S’agissant d’abord de la demande de déplafonnement à raison de la durée du bail expiré, il convient d’observer que le bail de ce local, qui a commencé à courir tacitement le 1er avril 1996 ( à l’expiration du bail civil initial) était, en raison du changement de statut de LA POSTE, un bail commercial, dont la durée, en l’absence de toute volonté expresse contraire des parties, ne peut, aux termes de l’article 145-4 alinéa 1er du même Code, “être inférieure à neuf ans”.
Ce bail venait donc à expiration le 31 mars 2005.

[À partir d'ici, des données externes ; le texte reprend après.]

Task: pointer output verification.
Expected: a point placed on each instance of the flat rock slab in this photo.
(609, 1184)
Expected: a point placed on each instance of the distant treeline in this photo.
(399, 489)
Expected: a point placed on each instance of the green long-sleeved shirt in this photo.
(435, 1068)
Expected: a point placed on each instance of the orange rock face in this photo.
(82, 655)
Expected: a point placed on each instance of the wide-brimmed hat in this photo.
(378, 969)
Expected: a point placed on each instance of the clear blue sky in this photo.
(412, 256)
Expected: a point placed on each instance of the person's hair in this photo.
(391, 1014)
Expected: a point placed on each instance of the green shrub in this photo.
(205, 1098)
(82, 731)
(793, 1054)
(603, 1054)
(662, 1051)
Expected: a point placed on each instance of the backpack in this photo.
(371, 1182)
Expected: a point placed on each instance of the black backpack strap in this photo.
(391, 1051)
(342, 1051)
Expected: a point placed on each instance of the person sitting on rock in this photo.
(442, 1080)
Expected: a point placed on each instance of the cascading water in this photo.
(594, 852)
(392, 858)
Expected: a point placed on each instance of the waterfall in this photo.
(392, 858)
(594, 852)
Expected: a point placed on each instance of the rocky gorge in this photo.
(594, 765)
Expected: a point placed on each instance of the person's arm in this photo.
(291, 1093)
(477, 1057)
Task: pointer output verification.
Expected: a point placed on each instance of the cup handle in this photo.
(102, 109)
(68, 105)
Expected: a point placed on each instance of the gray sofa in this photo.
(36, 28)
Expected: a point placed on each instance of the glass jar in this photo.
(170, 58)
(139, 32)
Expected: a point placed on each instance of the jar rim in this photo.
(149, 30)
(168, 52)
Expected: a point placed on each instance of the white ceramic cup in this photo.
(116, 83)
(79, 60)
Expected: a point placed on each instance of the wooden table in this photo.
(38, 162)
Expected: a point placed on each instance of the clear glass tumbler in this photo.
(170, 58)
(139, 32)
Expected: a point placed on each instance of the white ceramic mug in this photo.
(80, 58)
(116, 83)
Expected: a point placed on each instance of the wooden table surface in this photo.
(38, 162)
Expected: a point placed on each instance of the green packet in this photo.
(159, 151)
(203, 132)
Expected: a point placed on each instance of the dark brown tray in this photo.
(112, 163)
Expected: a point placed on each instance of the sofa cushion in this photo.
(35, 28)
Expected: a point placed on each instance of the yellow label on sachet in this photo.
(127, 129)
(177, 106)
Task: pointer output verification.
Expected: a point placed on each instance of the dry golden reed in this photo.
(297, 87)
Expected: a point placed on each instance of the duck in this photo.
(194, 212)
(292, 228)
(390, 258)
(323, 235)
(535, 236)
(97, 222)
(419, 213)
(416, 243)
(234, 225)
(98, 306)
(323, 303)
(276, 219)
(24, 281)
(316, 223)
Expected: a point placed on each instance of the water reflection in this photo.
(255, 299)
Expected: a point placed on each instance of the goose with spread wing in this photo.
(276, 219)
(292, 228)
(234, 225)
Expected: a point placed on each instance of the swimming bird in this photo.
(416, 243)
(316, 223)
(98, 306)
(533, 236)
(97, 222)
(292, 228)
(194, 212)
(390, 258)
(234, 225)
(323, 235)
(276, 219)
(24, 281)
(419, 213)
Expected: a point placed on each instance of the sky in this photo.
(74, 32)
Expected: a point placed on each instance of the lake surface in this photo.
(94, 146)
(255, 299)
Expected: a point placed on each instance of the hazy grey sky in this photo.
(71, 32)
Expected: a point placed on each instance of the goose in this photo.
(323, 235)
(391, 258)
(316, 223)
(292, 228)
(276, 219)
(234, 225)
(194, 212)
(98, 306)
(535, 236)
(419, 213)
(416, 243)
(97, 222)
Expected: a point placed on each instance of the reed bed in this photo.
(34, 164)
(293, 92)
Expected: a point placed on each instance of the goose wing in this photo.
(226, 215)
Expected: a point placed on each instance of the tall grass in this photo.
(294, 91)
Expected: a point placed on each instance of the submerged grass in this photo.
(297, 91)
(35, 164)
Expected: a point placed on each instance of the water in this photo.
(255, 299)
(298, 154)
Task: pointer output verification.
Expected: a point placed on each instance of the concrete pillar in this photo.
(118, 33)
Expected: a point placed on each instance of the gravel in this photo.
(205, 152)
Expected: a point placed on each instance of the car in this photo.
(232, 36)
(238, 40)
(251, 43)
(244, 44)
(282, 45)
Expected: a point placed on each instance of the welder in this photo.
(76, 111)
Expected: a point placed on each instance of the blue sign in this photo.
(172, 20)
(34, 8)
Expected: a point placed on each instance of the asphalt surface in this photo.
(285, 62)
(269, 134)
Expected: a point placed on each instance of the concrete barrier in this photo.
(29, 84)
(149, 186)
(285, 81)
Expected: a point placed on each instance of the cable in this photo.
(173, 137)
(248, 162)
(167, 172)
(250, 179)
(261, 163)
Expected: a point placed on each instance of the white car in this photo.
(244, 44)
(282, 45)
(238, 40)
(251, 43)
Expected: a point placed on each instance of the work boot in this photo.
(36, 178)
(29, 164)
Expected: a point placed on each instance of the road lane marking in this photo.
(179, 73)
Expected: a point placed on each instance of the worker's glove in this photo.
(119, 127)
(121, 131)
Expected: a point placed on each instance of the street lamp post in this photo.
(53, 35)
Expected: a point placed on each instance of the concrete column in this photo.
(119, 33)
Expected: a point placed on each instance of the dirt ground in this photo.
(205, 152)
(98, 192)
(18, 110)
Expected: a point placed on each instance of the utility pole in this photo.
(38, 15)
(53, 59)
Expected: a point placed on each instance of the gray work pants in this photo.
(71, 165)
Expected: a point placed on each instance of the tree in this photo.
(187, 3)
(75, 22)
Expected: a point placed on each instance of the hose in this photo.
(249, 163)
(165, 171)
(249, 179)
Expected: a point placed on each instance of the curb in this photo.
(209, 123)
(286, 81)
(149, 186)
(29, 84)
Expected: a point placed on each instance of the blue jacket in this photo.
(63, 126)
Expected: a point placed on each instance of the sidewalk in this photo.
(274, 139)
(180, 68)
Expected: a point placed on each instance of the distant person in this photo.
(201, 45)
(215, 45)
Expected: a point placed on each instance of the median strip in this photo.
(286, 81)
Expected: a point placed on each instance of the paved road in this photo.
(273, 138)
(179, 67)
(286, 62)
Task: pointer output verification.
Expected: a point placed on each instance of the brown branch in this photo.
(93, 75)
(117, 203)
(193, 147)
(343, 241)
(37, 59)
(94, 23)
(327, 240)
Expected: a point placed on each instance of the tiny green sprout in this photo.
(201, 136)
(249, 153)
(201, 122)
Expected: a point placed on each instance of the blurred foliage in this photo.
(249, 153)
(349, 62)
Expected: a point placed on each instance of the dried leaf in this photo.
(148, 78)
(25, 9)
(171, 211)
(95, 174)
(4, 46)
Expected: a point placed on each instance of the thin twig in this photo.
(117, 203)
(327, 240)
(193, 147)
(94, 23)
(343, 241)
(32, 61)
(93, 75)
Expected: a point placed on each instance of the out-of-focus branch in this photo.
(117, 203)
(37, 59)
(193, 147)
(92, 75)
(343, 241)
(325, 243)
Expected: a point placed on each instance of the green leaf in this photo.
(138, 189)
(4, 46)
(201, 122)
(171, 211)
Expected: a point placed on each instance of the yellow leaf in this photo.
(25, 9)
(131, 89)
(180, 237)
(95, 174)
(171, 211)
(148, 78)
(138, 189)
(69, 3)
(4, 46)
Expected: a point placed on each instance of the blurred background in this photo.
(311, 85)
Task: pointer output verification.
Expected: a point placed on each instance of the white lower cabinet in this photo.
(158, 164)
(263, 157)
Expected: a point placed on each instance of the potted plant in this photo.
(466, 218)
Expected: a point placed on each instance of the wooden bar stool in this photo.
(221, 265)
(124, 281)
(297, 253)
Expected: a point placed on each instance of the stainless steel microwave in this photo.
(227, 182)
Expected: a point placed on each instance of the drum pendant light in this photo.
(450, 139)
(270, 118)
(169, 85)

Ainsi, lorsque la Ville de PUTEAUX a fait délivrer congé le 19 février 2002, elle ne pouvait valablement se prévaloir, pour prétendre au déplafonnement du loyer, des dispositions de l’article L. 145-2-I-3° du Code de commerce puisque le bail n’avait pas une durée supérieure à 12 ans.
Le congé étant prématuré, ses effets doivent être reportés au 1er avril 2005.
D’autre part, pour les motifs ci-dessus exposés pour l’autre local, celui […]
n° 5 ne répond pas aux exigences requises pour être qualifié de local à usage exclusif de bureaux.
En conséquence, il convient de rejeter la demande de déplafonnement du loyer au visa tant de l’article L. 145-2-I-3° du Code de commerce puisque le bail n’avait pas une durée supérieure à 12 ans, que de l’article 23-9 du décret n° 53-960 du 30 septembre 1953 relatif aux modalités de fixation du bail des locaux à usage exclusif de bureaux puisque les locaux ne sont pas à usage exclusif de bureaux au sens de ce texte.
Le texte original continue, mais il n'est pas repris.